La venganza

domingo 03 de octubre de 2021 | 6:00hs.
La venganza
La venganza

Empezaba a amanecer. Las velas, las lámparas y los mecheros a kerosene se prendieron en las puertas de los ranchos costeros. El río se volvió plata en su fuga enloquecida hacia las lejanías. Los árboles de la selva se confundieron en una sola sombra irregular. Todo el paisaje se contagió de un inmenso silencio.

Hilario Gómez, más conocido por el apodo de “Lampalagua”, salió del rancho con paso vacilante, bajó la pronunciada barranca. Se dirigió a la costa. Y se embarcó en una canoa. La mujer, inmóvil, asombrada, siguió su trayectoria hasta que el ruido de los remos le indicó que el compañero ya estaba muy lejos en el rumoroso laberinto del río.

Después, como para sí mismo, murmuró “Lo va a matar como a un perro”

Hilario Gómez bogaba lento aguas abajo, como si el deseo de venganza y la ansiedad de muerte lo hubieran invadido. Su canoa bajaba por el curso del río llenándose de balanceos insospechados bajo la luna de octubre. La noche había llegado con sus sombras. Todo era confuso en ambas márgenes. Una brisa fresca comenzó a soplar clavando su frío agudo en la piel. Luego, como rompiendo la monotonía del inmenso bogar, un pájaro graznó. Fue como un mal augurio en la gran soledad.

De pronto Hilario Gómez tuvo la sensación de que apenas se encontrase con el hombre en cuya búsqueda ahora iba, le daría muerte. No veía nada. No escuchaba nada. Todos sus sentidos se habían detenido súbitamente en el odio. En su cerebro primitivo la muerte cobraba formas extrañas, absurdas. Veía de a ratos consumada su venganza, y al hombre que buscaba: rígido, muerto, en medio de un charco rojo de sangre caliente.

¡El muy cobarde!

Un calor extraño le corría como un cosquilleo sobre la piel picada de jejenes y mbarigüises. El caño frío del revólver treinta y ocho largo que llevaba en la cintura, de a ratos, con el vaivén de la remada, le hincaba el bajo vientre.
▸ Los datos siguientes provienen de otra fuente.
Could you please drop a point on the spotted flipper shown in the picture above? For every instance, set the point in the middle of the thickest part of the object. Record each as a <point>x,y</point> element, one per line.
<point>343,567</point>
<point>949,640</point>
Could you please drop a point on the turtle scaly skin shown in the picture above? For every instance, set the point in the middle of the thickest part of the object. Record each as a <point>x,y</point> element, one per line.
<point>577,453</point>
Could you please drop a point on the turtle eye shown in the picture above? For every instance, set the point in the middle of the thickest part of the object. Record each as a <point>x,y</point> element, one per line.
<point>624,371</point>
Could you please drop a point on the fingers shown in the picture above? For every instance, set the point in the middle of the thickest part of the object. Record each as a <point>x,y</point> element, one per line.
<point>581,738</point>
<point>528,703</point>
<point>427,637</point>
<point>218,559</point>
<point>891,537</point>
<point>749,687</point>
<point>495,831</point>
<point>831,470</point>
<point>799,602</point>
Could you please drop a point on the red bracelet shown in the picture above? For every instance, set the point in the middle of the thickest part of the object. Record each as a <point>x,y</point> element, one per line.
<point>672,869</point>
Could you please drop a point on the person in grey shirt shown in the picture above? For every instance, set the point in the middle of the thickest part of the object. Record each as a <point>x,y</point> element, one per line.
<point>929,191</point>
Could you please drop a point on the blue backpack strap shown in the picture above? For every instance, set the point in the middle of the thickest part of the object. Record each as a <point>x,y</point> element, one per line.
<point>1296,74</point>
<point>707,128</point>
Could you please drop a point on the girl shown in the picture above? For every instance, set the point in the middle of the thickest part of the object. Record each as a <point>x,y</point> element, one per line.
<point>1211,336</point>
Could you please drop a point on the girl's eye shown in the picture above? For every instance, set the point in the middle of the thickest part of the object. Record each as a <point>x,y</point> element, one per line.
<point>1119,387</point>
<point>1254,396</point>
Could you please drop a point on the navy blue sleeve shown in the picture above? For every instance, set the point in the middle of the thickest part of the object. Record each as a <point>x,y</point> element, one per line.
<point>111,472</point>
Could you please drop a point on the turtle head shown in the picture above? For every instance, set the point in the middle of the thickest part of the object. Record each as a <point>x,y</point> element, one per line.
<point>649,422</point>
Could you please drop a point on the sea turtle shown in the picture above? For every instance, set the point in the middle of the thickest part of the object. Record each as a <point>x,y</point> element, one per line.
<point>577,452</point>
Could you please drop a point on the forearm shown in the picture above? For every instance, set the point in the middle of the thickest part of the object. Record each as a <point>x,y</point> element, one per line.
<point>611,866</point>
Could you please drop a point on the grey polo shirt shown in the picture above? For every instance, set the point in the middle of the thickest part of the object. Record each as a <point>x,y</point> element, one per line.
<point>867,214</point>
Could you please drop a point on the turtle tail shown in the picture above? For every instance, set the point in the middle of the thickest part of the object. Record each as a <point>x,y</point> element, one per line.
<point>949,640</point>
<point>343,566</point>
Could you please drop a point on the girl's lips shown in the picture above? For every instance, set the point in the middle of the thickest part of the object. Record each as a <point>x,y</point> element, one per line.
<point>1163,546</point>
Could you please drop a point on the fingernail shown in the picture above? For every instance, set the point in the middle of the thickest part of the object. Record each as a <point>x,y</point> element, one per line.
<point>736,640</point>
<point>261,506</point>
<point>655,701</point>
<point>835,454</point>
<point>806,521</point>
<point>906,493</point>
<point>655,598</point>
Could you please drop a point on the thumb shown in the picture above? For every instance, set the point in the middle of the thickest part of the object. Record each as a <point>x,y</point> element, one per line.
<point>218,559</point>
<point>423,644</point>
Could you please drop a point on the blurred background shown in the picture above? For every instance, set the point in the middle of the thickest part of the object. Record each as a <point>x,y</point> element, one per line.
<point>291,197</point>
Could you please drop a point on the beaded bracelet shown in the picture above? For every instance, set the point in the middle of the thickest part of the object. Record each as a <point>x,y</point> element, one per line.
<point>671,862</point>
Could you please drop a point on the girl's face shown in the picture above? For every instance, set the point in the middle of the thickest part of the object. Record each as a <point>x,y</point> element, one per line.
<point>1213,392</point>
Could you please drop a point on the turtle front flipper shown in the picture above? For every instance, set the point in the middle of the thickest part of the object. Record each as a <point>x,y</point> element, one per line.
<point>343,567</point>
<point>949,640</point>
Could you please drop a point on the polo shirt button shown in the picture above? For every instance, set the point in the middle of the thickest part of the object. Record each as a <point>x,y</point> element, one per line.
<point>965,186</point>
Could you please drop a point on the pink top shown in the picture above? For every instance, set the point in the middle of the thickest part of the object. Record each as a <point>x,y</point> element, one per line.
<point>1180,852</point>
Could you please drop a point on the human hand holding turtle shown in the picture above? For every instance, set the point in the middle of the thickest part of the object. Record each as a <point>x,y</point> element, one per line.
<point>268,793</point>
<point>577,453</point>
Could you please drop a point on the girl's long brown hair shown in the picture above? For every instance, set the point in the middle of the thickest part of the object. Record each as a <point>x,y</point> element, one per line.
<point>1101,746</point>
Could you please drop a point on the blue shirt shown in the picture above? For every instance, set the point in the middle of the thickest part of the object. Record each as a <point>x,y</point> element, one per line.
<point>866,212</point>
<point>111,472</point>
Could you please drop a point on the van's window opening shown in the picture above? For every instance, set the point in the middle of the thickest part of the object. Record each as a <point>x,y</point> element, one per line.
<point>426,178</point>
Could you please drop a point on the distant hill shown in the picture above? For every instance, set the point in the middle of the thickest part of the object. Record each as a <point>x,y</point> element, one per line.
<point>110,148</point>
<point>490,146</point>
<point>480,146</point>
Le pareció sentir que alguien desde el follaje de la costa le gritaba: “Tenés que matarlo, Hilario”, “Te vendió la vida, Hilario” y luego un poco más lejos “Parecés un pendejo, Hilario”. La noche del subtrópico, con sus estrellas fugaces, pasaba en una procesión interminable. Un pez saltó y cuando volvió a caer se multiplico en el aire el golpe; luego todo volvió a ser soledad, pensamientos y bogar aguas abajo, con la muerte prendida en los ojos.

Cuando ya no creía, llegó. En dos saltos trepó la barranca. Ya arriba, su mirada, hecha de mil ansiedades, enceguecida por odios más que del hombre de la raza, buscó. Sus puños cerrados golpearon la puerta. Sintió ganas de gritar que llegaba la muerte. La muerte tejida en la soledad de las noches. Hilvanada en el tiempo, cimentada en la sangre.

Una pausa dolorosa quebró el canto de un grillo. Cuando la puerta se abrió, un rostro de mujer, alumbrado por la luz vacilante de un candil, inquirió sin palabras.

-Busco al Goyo González, sabe? – preguntó de improviso Hilario.

-Goyo González- dijo la mujer con un gesto de asombro, para luego agregar:- Goyo González murió ahogado esta tarde. Se fue en las correderas, todavía lo están buscando. Y no dijo nada más porque todo se volvió silencio de pensamientos oscuros. El “gracias” musitado apenas por Hilario quedó flotando entre las sombras de la noche. Después todo fue una inmensa decepción del hombre en el regreso.

Hilario Gómez volvía a las islas, al vericueto del monte. En el interior de su cabeza ceñuda y hosca iba pensando que la muerte le había robado una vida. Cosa entraña, ¿verdad?

Pedro Abdón Fernández

Cuento publicado en “Tiempo”, cuadernos de cultura 1959. Abdón Fernández fue columnista de El Territorio. Poeta, cuentista y periodista.